PEACE ON EARTH

GOODWILL TOWARD ALL MEN, WOMEN AND CHILDREN, BORN AND UNBORN

Thursday, February 14, 2008

Crazy in Love?

Or Just Plain Crazy!

Turns out that you can think you are in "love" but just a bit delusional- remember that Fatal Attraction Glen Close chic? Turns out there is a phenomenon called "Limerence" which is an obsessive-compulsive disorder likely to be soon listed with the American Psychiatric Journal as a real mental disorder. http://news.aol.com/health/story/_a/limerence-makes-the-heart-grow-far-too/n20080207103309990058 . There is an old classic book called "Obsessive Love" that touches on the phenomenon.
You know it when you see it- everyone knows it when they see it- it's usually patently obvious to the world- sometimes before even it's object of attention figures it out. It's that glassy drooled glint in a lonely eye that fixates obsessively on someone like the person is their entire salvation. They stalk them. They cleverly sabotague anyone threatening their "relationship" which is usually more fantasy in their head than anything truly reflective of anything real. This of course is pure idolotry and displaces the rightful savior from the picture in the place of a fantasized super-human whom they wrongly imagine will fill that God shaped hole that only God can fill. It distorts and exaggerates the significance of a person to a degree where they are viewed as something larger than themselves-larger than life. The types of people who get targetting for this sort of Limerence are typically successful, they may hold positions of visible power or achievement- they may have a public image or profile that projects an illusion feeding into the fantasy. They attract the Hinkleys of the world, the Fatal Attraction Glen Closes.
Tonight I was at a Valentine's party followed by a movie with a film club I like to hang out with (because a great friend organizes it). There was wine and chocolate and people chatting over background music at the Goethe Institute, the German Cultural Center in Washington. No one was dancing. I was surprised that a guy I had never seen before walked up to me and asked me to dance.

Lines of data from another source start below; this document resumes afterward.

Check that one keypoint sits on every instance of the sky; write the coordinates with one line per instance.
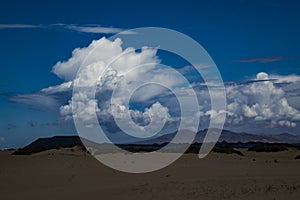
(254, 44)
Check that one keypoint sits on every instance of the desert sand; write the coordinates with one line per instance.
(70, 173)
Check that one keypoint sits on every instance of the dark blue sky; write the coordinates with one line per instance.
(243, 38)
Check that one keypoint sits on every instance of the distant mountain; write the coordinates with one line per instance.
(231, 137)
(226, 135)
(56, 142)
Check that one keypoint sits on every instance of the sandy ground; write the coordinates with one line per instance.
(66, 174)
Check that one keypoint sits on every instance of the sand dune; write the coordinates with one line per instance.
(73, 174)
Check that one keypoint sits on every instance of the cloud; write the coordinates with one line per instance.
(48, 99)
(18, 26)
(84, 28)
(96, 29)
(260, 101)
(31, 123)
(266, 101)
(260, 60)
(11, 126)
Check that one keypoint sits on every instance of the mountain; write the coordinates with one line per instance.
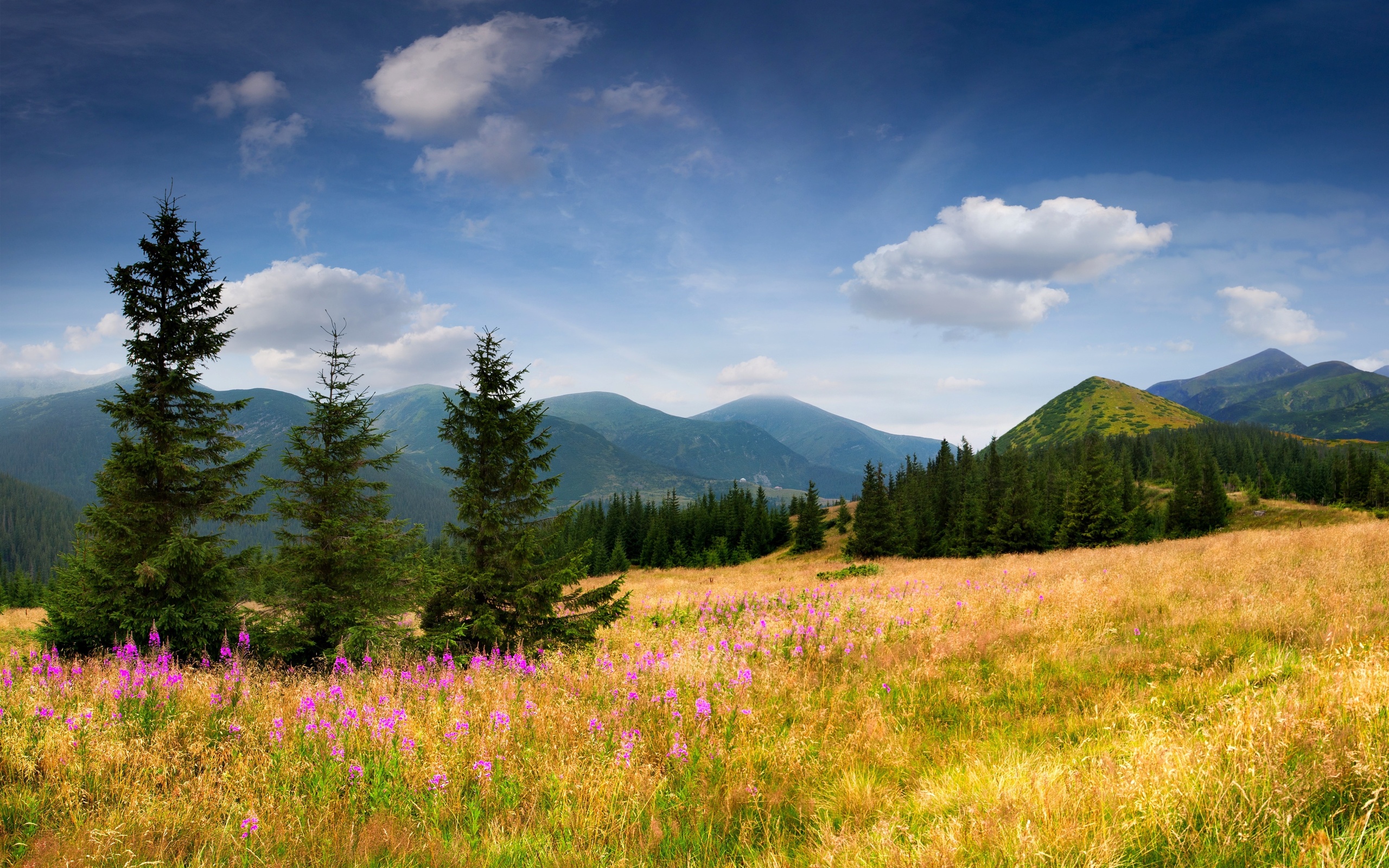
(1254, 370)
(821, 437)
(1367, 420)
(700, 448)
(1328, 385)
(1100, 405)
(588, 463)
(59, 442)
(35, 527)
(38, 385)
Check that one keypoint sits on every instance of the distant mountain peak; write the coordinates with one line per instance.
(1099, 405)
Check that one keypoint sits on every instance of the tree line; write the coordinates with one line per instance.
(152, 554)
(1099, 490)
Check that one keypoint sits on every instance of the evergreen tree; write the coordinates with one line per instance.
(1016, 528)
(844, 517)
(872, 534)
(499, 592)
(341, 566)
(810, 525)
(1094, 513)
(142, 556)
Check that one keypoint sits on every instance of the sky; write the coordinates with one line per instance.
(929, 217)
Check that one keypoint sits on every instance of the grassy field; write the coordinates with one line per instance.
(1207, 702)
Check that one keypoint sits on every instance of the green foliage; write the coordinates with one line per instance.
(150, 549)
(809, 534)
(715, 529)
(872, 534)
(341, 567)
(498, 591)
(35, 527)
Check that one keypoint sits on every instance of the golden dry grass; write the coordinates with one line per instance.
(1219, 700)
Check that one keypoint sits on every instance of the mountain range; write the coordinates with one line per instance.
(606, 443)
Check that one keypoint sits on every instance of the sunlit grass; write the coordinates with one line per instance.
(1219, 700)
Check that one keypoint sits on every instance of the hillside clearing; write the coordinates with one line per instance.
(1213, 700)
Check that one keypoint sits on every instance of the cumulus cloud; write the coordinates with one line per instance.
(638, 99)
(263, 137)
(78, 338)
(399, 338)
(988, 266)
(504, 149)
(1264, 314)
(958, 384)
(438, 82)
(256, 91)
(752, 373)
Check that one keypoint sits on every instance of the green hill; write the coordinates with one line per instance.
(700, 448)
(821, 437)
(1100, 405)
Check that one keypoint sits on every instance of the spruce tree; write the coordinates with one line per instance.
(1094, 513)
(150, 547)
(809, 534)
(499, 592)
(844, 517)
(341, 567)
(872, 532)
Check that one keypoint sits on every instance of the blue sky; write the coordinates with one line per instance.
(931, 217)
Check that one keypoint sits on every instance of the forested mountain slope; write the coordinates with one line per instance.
(821, 437)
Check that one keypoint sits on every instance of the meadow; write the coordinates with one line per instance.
(1209, 702)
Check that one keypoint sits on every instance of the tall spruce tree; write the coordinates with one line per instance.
(145, 553)
(809, 534)
(1094, 512)
(341, 567)
(872, 534)
(499, 592)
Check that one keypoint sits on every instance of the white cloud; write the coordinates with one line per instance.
(78, 338)
(1374, 361)
(639, 99)
(399, 338)
(256, 91)
(755, 371)
(504, 149)
(263, 137)
(1264, 314)
(958, 384)
(988, 266)
(299, 221)
(438, 82)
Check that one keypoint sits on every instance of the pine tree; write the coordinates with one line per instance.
(1094, 513)
(499, 592)
(810, 525)
(341, 556)
(844, 517)
(872, 534)
(142, 554)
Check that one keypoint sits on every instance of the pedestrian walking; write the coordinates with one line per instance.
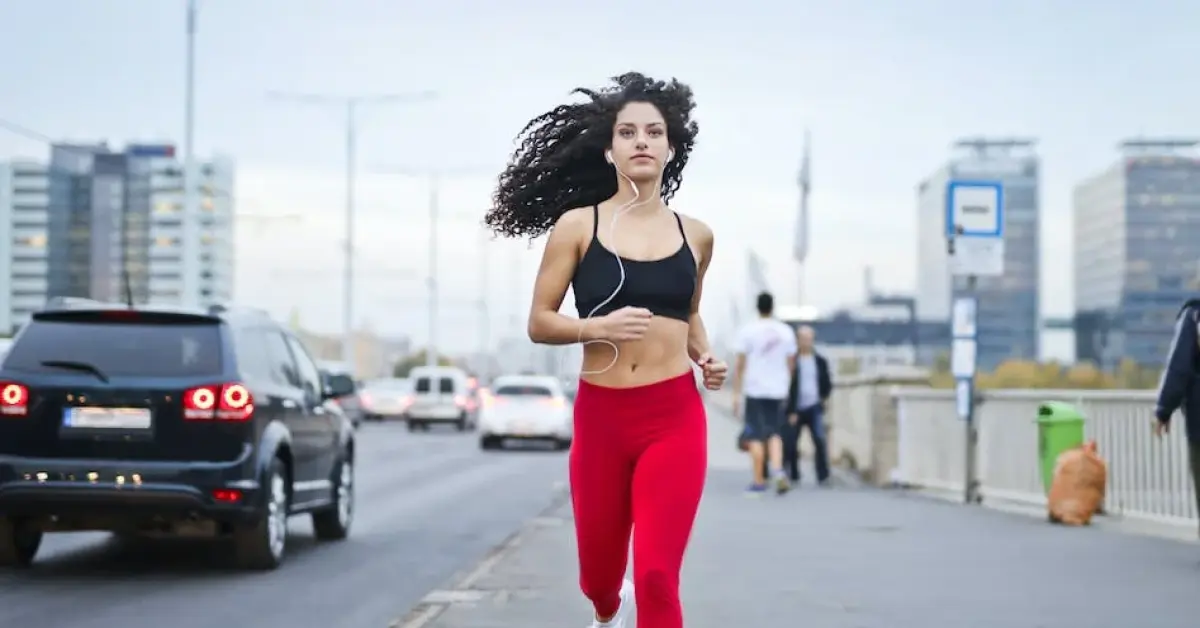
(1177, 388)
(808, 396)
(763, 368)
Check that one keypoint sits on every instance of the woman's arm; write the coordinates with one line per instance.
(697, 336)
(558, 262)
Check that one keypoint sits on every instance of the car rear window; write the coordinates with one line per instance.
(120, 348)
(342, 381)
(525, 390)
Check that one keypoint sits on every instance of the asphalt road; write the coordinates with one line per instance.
(429, 506)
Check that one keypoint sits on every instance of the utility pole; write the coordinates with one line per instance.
(351, 106)
(190, 235)
(485, 324)
(435, 177)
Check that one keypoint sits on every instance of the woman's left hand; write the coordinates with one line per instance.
(714, 371)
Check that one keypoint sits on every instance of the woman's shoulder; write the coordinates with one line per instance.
(696, 229)
(575, 221)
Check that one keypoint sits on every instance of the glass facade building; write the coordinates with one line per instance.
(1008, 305)
(1137, 258)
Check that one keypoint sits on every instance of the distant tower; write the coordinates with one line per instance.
(801, 243)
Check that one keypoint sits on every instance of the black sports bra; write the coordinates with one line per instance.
(665, 286)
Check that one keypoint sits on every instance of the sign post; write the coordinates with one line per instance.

I may be uncharitable to the poor bloke but the thought of dead rabbits crossed my mind and "limerence threat" orange alerts flashed before my eyes. The song playing at the time was dreadful- beatless and metalic. No one was dancing. The man's eyes looked wierd. No other way to describe him- just wierd. I got a wierd vibe. I didn't know how to be gracious. The first thing that blurted out of my mouth was "would you be terribly offended if I said No?" He got a bit insistent- "Come on! We will break the ice!" He started to grab my elbow to coax me to the dance floor and I jumped back away. I said as politely insistently as I could
again "terribly sorry this just isn't my kind of music but I appreciate the thought." I didn't really, the thought of dancing with him was a bad stomach acid "flee now" sort of feeling. I fled and hid in the movie theatre.
This little encounter was actually my best Valentines present. It was from God. I watched earlier not long ago a similar episode in reverse where I observed a man have the same response to a woman asking him to dance recently. I didn't understand what was going on. God showed me what it felt like by staging it with me in the place of the person I watched.
This was the best Valentines Day. I got chocolates and wine at a party and got to feel exactly what it must feel like to be too sexy for my shirt (even though I was wearing Mission black).
God cracks me up with his sense of humor. It's past midnight on Valentines Day and God and I are still cracking up over it.